Wade Davis: Connecting Humanity and Nature

2013-2014 Issue 2
Wade Davis - Recipient of an honorary doctorate at this year's convocation.

Wade Davis – Recipient of an honorary doctorate at this year’s convocation.

Of the 7000 languages spoken on Earth at Wade Davis’ birth, half will die out within a single generation. Languages, he believes, are a rich intellectual, spiritual and social legacy that humans must preserve.

As a National Geographic Society Explorer, Davis travels the globe to find stories to share about the human value of aboriginal cultures in our modern landscape. He gives us an anthropologist’s view of their worlds. He alerts us as to how their lives intersect with our very different realities, and he aptly describes their connections with our planet and its fragile ecology.

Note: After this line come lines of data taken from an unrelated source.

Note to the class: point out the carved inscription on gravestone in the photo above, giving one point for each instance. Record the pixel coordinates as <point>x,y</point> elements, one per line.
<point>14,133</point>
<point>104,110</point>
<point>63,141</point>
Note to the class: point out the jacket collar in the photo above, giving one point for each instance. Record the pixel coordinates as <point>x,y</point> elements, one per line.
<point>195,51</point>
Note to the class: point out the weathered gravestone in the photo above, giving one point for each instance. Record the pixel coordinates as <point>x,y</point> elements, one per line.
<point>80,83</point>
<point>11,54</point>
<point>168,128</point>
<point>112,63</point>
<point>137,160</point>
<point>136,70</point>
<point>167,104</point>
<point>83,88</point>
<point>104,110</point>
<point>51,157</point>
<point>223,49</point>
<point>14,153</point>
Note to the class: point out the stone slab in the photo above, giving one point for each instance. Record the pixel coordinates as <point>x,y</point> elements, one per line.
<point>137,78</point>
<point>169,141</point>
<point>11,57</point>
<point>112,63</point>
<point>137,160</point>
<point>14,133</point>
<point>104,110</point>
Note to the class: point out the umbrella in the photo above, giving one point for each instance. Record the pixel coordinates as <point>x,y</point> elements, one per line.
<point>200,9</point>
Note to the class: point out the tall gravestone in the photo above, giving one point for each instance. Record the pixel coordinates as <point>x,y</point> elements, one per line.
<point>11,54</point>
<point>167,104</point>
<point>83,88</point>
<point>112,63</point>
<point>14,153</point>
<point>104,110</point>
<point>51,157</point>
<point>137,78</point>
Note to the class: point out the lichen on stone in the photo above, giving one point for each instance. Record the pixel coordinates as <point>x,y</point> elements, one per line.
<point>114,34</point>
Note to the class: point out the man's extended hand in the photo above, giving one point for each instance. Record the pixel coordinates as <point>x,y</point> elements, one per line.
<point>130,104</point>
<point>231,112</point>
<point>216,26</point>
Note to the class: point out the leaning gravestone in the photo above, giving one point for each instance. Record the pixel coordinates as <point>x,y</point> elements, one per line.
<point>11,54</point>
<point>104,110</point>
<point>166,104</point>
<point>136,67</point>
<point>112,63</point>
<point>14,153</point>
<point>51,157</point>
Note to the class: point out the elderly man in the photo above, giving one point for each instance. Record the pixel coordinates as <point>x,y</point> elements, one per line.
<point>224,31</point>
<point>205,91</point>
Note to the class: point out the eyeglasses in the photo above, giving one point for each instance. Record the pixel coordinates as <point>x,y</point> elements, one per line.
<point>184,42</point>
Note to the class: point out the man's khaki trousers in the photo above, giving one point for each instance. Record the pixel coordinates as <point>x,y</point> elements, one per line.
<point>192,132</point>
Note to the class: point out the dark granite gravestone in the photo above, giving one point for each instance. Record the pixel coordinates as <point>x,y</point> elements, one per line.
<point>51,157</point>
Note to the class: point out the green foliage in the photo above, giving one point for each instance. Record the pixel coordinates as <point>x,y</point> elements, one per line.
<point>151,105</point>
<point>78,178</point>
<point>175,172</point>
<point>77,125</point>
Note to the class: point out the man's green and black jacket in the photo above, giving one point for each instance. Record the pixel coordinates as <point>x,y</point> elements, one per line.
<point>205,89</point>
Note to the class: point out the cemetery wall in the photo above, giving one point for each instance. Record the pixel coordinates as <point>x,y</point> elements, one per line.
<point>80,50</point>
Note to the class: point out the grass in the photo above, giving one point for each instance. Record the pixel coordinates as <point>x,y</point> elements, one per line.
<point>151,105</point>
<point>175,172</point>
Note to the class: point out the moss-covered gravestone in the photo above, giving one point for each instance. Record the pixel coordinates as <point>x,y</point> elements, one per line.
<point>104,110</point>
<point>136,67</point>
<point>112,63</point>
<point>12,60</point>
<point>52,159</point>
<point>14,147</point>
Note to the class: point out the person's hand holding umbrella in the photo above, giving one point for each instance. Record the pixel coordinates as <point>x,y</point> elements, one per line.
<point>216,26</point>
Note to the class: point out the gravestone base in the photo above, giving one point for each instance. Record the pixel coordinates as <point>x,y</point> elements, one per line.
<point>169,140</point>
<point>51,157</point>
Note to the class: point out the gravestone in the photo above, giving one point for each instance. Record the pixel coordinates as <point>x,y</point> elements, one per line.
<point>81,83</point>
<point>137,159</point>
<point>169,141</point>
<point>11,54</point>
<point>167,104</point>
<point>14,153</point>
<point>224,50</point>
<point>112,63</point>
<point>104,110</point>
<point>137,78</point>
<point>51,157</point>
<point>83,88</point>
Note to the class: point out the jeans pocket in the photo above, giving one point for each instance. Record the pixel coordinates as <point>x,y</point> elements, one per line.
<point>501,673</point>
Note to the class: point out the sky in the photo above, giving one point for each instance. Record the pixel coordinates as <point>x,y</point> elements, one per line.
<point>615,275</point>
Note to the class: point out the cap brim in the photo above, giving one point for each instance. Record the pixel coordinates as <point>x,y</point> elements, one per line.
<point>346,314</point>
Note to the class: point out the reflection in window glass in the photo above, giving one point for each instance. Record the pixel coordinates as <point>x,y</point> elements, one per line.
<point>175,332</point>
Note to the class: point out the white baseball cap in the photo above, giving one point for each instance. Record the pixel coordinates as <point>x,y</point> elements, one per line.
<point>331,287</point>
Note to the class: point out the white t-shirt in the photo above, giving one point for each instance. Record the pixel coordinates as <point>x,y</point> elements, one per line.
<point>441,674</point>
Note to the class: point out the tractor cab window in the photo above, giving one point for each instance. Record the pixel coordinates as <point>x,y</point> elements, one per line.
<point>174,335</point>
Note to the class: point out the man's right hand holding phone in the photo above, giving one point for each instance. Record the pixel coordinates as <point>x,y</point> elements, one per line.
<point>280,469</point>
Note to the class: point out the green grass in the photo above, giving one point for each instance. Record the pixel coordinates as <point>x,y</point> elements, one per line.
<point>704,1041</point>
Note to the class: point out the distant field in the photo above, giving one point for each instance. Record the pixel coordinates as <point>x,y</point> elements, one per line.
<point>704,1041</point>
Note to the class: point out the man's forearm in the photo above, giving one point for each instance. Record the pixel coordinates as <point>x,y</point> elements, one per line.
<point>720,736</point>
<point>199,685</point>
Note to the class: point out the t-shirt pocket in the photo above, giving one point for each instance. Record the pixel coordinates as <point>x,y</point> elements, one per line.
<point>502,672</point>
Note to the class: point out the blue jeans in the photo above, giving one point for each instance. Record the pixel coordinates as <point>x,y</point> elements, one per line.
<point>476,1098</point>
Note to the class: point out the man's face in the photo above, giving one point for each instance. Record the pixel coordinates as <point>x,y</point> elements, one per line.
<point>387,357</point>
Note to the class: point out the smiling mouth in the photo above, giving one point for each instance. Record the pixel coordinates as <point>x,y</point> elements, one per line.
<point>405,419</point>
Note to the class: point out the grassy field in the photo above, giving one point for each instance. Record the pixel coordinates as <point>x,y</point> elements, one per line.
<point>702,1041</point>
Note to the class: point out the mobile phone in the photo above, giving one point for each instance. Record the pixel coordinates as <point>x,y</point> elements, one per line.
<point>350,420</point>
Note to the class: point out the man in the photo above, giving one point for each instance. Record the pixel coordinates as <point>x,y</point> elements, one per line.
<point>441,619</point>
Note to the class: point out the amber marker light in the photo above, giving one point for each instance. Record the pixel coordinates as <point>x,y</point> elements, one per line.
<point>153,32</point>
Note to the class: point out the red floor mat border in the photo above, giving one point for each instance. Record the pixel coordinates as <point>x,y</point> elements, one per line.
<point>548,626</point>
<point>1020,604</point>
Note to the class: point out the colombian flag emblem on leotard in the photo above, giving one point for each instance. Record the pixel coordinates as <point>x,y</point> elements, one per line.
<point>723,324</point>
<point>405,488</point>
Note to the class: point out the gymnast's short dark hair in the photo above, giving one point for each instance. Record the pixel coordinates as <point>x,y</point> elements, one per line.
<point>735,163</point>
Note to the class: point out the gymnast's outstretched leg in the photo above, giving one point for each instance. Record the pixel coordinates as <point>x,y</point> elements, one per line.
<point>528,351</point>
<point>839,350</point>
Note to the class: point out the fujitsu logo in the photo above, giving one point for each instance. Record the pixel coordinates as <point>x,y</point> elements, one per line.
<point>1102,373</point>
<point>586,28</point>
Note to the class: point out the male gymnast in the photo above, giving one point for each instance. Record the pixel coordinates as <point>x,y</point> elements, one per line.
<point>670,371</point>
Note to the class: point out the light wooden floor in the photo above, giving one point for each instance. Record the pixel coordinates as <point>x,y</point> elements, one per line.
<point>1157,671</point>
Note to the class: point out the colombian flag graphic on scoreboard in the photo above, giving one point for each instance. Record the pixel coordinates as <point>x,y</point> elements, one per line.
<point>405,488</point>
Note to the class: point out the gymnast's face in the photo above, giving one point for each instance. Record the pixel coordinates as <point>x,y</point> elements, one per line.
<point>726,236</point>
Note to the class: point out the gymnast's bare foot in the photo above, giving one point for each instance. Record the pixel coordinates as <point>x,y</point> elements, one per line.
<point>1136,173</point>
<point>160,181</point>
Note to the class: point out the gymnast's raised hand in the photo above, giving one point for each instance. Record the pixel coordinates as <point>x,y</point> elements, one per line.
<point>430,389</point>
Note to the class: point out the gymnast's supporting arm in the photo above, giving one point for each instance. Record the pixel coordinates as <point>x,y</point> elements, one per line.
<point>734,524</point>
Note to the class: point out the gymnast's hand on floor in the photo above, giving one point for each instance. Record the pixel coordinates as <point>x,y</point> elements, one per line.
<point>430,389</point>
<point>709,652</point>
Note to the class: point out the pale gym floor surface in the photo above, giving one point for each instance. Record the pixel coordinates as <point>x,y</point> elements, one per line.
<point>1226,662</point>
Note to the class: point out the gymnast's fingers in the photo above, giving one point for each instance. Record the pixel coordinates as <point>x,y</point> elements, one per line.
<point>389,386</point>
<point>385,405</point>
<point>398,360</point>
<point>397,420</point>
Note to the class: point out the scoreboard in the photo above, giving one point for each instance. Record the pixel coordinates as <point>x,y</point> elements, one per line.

Davis once told The Globe & Mail: “I want students to know why anthropology matters, why culture matters.”

Curiosity drives him. As a storyteller, Davis enjoys the possibility that “just maybe a story can contribute something to a future understanding amongst people.”

“The central revelation of anthropology is the idea that other peoples of the world aren’t failed attempts at being you. Every culture is a unique answer to a fundamental question: what does it mean to be human and alive? And when the people of the world answer that question, they do so in 7000 languages.”

Conservationist David Suzuki has described Davis as “a rare combination of scientist, scholar, poet and passionate defender of all life’s diversity.”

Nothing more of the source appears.